Savings on the required scale are unrealistic over such a short period, and there is no real plan for how to implement changes of this magnitude. What’s more, this is happening against the backdrop of rapidly increasing cost pressures from additional nurse recruitment since the autumn in response to concerns about standards of patient care. 

Between September and November alone the NHS employed 4,500 additional full-time equivalent nurses for acute and–older people’s care – a 3 per cent increase over nursing staff levels at the start of 2013-14. 

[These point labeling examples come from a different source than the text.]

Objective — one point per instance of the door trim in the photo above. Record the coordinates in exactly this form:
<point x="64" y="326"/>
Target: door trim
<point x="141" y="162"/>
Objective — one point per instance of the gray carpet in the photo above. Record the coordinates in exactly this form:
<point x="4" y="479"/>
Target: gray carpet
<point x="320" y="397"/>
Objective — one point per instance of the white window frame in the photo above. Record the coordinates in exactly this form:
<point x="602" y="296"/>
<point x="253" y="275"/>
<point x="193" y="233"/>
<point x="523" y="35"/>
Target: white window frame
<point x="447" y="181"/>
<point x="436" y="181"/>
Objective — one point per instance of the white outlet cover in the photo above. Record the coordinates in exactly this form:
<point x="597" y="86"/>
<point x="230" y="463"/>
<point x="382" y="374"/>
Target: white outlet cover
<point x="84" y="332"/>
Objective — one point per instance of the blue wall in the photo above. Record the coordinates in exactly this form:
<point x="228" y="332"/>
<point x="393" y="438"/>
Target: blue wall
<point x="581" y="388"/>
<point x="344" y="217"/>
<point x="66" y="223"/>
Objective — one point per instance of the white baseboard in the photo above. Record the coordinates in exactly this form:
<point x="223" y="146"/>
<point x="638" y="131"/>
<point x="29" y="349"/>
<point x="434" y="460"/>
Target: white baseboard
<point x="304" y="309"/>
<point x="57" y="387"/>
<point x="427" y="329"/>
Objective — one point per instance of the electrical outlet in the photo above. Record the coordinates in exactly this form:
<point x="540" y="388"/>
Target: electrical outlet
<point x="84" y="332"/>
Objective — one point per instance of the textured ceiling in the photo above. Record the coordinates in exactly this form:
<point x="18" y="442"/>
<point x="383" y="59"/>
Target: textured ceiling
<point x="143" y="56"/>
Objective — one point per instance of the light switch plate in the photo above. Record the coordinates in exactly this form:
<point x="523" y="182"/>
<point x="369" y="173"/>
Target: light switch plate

Monitor’s planning guidance makes no attempt to hide the gap. It suggests that after hospitals have improved their efficiency, and clinical commissioning groups and others have realised some system-wide efficiencies, there is still 2.1 per cent of the budget – around £2bn – for which there is no clear source.

Bleak outlook

The outlook for specialised commissioning is no more encouraging. NHS England’s estimate of the funding gap to 2021-22 shows cost pressures for these services growing at 10 per cent a year compared with overall health demands, which are increasing at 4 per cent. Again, plans to manage this are in their infancy.

‘Even if the NHS continues to raise its game on waste and inefficiency, we have a rapidly looming funding problem’

There are numerous everyday examples of waste and inefficiency in the NHS, and studies find many patients in hospital could potentially be treated elsewhere. New research from York University points to significant variations in productivity across the service – bringing all hospitals up to the average standard could deliver important savings. But, the unpalatable truth is that, even if the NHS continues to raise its game on waste and inefficiency, we have a rapidly looming funding problem that is simply too big and too prolonged to be bridged by productivity improvements alone.  

By international standards, England doesn’t have a very expensive health service. The hospital sector is small, it is run very ‘hot’ with bed occupancy high, and there are average-to-low numbers of doctors and nurses per head. 

Average productivity gains over the last few years have already been pretty strong at just over 2 per cent for 2010–11 and 2011–12. Compared with the rest of the economy, this is not bad at all.  

With productivity unable to fill the financial gap, the NHS has been coping by living off some big one-off savings: wage restraint, administrative cost reductions and falling drug costs for GP prescribing. As the Commons health committee recently highlighted, progress in making the transformative change so widely trumpeted as a possible answer has been slow. Hospitals are finding it increasingly difficult to identify and deliver their cost improvement programmes.

In the end, if we want to maintain the current NHS with a growing and ageing population, and tackle concerns about quality, we will have to pay for it one day. It looks increasingly like that day will come sooner rather than later. 

There is now a serious chance the NHS will hit the financial buffers before and not after the next election. Even if it limps on, there can be little doubt that the position for 2015-16 is not sustainable. Watch this space.